The Grumpy Gardener's Guide to Backyard Birds
Tweeting tips to all of you who love our feathered friends.
What bigissue torments you? Did a meteor come crashing through the roof last night? Did Fido swallow your wedding ring? Did you mean to buy Swiss cheese and discover you came home with Muenster? Well fret not! No such disasters need steal your serenity ever again once you embrace a simple practice: Just step outside to your porch or yard, and observe God's friends—the birds.
If this all sounds decidedly not Grumpy, then forgive me. My rapidly senescing brain seeks harmony within a fractured world. So whenever necessary, I repair to the refuge of a screened porch facing our little woods, chirp toward the feeder that dangles from the witch hazel (yes, I really do chirp), and call them to dine. Invariably, the chickadees arrive first, followed shortly by the tufted titmice, cardinals, finches, woodpeckers, wrens, and nuthatches. Seated in my favorite chair with a cocktail in hand, I am at peace.
Don't think Grumpy has become an ornithologist. I don't sleep with Audubon's field guide tucked under my pillow or race through neighbors' yards with birding glasses pressed to my eyeballs, rapturously hollering, "Ruby-crowned kinglet!" No doubt, many of you know more about birds than I. But for those who seek to learn the basics of attracting them to your garden, I'm your guy. Let's begin.
Choose the Right Food for the Birds You Want
Goldfinches, juncos, and pine siskins like thistle seeds (squirrels don't); buntings, towhees, sparrows, mourning doves, and Carolina wrens prefer millet seeds (squirrels don't); and almost all songbirds love black oil sunflower seeds (squirrels do too). A bagful of mixed seeds usually contains all three. As an alternative, I highly recommend Cole's Hot Meats (available from amazon.com). Though expensive, these shelled sunflower seeds, infused with chili pepper, torch the evil mouths of marauding squirrels but don't affect birds in the least. High in protein and fat, they provide a huge draw for adult birds tending hungry chicks—even insect eaters that rarely come to the feeder. One spring day, I encountered five Eastern bluebirds enjoying a big family feast! (If I were able to cry, I would have.) Prime times for avian diners? Morning and late afternoon.
Provide Shelter and Safe Nesting Sites
Birds feel vulnerable on the ground—and rightly so. Predators abound. It's smart to have nearby trees that they can fly to after grabbing a seed. Tall evergreens offer safe, hidden nesting sites well above the ground. Be careful where you put birdbaths. While these creatures need water for drinking and bathing, landing on a basin on the ground could attract the unwanted company of natural predators, so give a tufted titmouse a break. Basins must be on pedestals or suspended from chains with clear visibility. Birds prefer shallow water that's no more than an inch deep. Heated baths are especially welcome where water freezes in winter.

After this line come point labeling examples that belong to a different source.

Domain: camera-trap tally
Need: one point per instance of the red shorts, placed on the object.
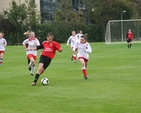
(1, 52)
(29, 56)
(85, 60)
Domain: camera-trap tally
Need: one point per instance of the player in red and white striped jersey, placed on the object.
(30, 45)
(3, 43)
(83, 50)
(49, 50)
(72, 40)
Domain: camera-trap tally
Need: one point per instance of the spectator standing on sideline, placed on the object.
(129, 38)
(3, 44)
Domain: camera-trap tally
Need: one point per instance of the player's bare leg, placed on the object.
(83, 68)
(1, 58)
(32, 66)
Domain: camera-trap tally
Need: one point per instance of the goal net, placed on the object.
(116, 30)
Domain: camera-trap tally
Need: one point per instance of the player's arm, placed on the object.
(74, 48)
(88, 49)
(25, 44)
(39, 47)
(58, 47)
(5, 42)
(68, 41)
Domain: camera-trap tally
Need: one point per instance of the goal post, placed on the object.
(116, 30)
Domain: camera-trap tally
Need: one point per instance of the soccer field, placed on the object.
(114, 84)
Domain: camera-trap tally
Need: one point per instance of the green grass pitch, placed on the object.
(114, 84)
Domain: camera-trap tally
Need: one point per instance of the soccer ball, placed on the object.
(45, 81)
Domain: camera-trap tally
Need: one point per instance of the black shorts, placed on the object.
(45, 60)
(129, 40)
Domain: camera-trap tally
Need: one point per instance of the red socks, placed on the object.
(84, 72)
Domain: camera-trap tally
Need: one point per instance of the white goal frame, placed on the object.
(116, 30)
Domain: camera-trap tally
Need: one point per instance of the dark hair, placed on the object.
(50, 34)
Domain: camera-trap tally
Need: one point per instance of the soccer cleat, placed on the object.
(85, 77)
(33, 84)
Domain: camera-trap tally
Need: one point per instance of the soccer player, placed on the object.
(79, 35)
(129, 38)
(3, 43)
(83, 48)
(49, 50)
(30, 46)
(72, 40)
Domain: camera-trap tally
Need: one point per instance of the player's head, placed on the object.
(32, 34)
(73, 33)
(83, 39)
(80, 31)
(1, 34)
(50, 36)
(26, 33)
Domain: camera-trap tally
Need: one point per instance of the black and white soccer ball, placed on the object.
(45, 81)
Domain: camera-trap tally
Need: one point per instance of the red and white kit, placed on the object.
(83, 50)
(72, 40)
(31, 44)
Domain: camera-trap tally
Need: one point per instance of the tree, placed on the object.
(33, 15)
(16, 15)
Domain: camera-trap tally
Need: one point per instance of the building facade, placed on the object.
(47, 7)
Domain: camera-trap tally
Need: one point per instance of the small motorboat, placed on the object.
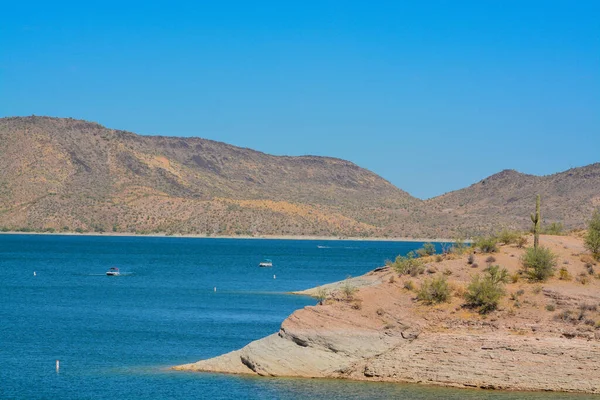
(265, 263)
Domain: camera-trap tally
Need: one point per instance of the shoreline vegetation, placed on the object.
(494, 315)
(272, 237)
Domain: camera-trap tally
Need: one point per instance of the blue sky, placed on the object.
(431, 95)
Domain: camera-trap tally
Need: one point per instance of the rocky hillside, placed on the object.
(69, 175)
(543, 336)
(506, 199)
(65, 174)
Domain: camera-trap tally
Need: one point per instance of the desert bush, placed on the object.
(592, 238)
(565, 316)
(521, 242)
(587, 259)
(514, 278)
(538, 264)
(428, 249)
(563, 274)
(583, 278)
(348, 290)
(484, 292)
(487, 244)
(508, 237)
(471, 259)
(459, 246)
(408, 265)
(321, 295)
(434, 290)
(555, 228)
(590, 269)
(588, 307)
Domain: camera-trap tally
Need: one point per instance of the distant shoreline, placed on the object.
(267, 237)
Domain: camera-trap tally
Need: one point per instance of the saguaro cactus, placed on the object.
(537, 220)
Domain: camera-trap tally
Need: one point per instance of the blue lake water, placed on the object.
(115, 337)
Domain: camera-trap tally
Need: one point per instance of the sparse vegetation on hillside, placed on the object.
(487, 244)
(434, 290)
(555, 228)
(408, 265)
(428, 249)
(538, 264)
(592, 238)
(484, 292)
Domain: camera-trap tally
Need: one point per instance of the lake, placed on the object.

Some are for small birds, while others are virtually universal. Place yours in the open, mounted on a pole or hung from a branch so it's beyond the reach of cats and other predators. You will also want to make sure it resists those (expletive deleted) squirrels. Some claim to be "squirrel proof," but I'd have to see that to believe it.
Plant a Buffet
Birds love fruits, nuts, and seeds, so grow them in your garden. For fruits, plant beautyberry, pyracantha, Eastern red cedar, viburnum, hawthorn, sumac, palm, crabapple, serviceberry, dogwood, bayberry, persimmon, black gum, holly, and wax myrtle. For nuts and seeds, plant oak, pine, spruce, beech, maple, birch, sunflower, and coneflower.
Keep an Eye Out for the Wanderers
Most of the birds I've mentioned stay in my neighborhood year-round. And Grumpy will confess to committing the woeful sin of taking these feathered ones for granted, on occasion. But then a particularly brilliant cardinal flies in and shows me the error of my ways. Every bird is a real treasure, especially those that migrate seasonally and may show up in my garden only briefly each spring or fall. Sighting one brings such joy. Still dressed in my pajamas, I'll seize my birding glasses, dash to the yard, and proclaim, "Scarlet tanager! Scarlet tanager!"
Grumpy’s Frequent Fliers
Three of the songbirds I especially look forward to watching in my garden
Easily distinguished by their black-and-white cheeks, these fearless little creatures dive-bomb the feeder, ignoring bigger birds. They’re named for their distinctive call that sounds like “chick-a-dee-dee-dee.”
Spot tufted titmice by their orange flanks combined with blue-gray crests, wings, and tails. Males and females look similar, and they often associate with chickadees.